Censure: Google épingle les gouvernements

Avec la volonté de jouer la transparence auprès du public, Google a mis en ligne une carte faisant état des diverses demandes de communication de données ou de suppression de contenus que lui ont adressé les États entre le 1er juillet et le 31 décembre 2009. Et si les informations restent à ce jour incomplètes et floues, le planisphère permet néanmoins au géant du Web de se racheter une conduite auprès du Conseil de l’Europe qui loue son initiative.

Il semblerait que la firme de Mountain View ait perdu une bataille mais pas la guerre. Fort de son croissant et monstrueux poids dans l’économie numérique, le géant du Web est sous surveillance. Au mois de mars, les CNIL européennes avaient exigé de Google de ne conserver les images de Street View « en clair » seulement six mois au lieu de douze.

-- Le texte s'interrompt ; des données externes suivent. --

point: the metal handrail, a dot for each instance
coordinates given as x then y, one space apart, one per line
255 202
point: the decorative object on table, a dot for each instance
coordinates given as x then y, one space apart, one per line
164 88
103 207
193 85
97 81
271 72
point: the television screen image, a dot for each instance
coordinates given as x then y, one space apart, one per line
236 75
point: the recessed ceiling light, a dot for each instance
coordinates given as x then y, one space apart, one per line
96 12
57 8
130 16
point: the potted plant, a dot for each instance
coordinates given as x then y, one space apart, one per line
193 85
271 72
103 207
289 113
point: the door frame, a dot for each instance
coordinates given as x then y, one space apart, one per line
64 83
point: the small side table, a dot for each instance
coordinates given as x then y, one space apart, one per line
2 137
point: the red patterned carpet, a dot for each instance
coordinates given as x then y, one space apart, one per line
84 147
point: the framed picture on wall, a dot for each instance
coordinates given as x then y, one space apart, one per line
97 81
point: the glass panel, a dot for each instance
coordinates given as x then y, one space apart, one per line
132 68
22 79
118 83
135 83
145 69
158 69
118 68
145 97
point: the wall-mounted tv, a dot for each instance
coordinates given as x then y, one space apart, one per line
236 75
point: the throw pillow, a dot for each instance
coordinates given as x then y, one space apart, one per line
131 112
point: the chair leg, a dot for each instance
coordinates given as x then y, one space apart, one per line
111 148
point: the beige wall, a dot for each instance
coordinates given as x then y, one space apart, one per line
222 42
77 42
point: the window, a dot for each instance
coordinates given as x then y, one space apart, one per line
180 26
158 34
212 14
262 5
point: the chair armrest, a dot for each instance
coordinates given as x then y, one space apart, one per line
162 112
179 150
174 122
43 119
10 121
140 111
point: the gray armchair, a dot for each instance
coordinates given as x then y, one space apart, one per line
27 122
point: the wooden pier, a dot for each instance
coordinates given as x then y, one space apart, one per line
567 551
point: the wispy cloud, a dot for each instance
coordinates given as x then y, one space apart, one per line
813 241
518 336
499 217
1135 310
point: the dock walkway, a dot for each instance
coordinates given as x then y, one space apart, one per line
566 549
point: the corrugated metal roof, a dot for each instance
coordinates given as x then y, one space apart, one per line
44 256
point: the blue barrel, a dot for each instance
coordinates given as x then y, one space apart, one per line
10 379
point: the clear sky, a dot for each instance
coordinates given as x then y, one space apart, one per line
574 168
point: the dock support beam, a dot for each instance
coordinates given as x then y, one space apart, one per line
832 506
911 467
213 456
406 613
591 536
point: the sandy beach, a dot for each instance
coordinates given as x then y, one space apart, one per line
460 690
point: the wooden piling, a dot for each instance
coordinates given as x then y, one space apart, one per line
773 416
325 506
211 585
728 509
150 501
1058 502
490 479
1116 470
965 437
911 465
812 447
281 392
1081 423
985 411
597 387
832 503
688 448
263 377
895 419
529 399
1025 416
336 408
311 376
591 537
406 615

Les autorités en charge de la sécurité des données personnelles en ligne du Canada, de la France (CNIL), de l’Allemagne, de l’Irlande, d’Israël, de l’Italie, des Pays-Bas, de la Nouvelle-Zélande, de l’Espagne et du Royaume-Uni avait donc rappelé à l’ordre Google en le mettant face à ses obligations en matière de respect de la vie privée.

C’est à présent au tour de la multinationale de renvoyer la balle et de répondre d’un pied de nez à ces mêmes organismes nationaux qui l’attendaient au tournant.
Mercredi, Google a publié une carte des requêtes gouvernementales qui lui ont été soumises entre le 1er Juillet et le 31 décembre 2009.
Une manière pour la firme de Mountain View de livrer au grand public la demande de suppression de contenus ou le nombre de demandes d’accès aux données privées demandée par chaque pays.
- Nous voulons augmenter la transparence, a justifié Peter Fleischer, conseiller de Google pour les données personnelles, dans le cadre de la présentation de la page Government Requests au siège parisien.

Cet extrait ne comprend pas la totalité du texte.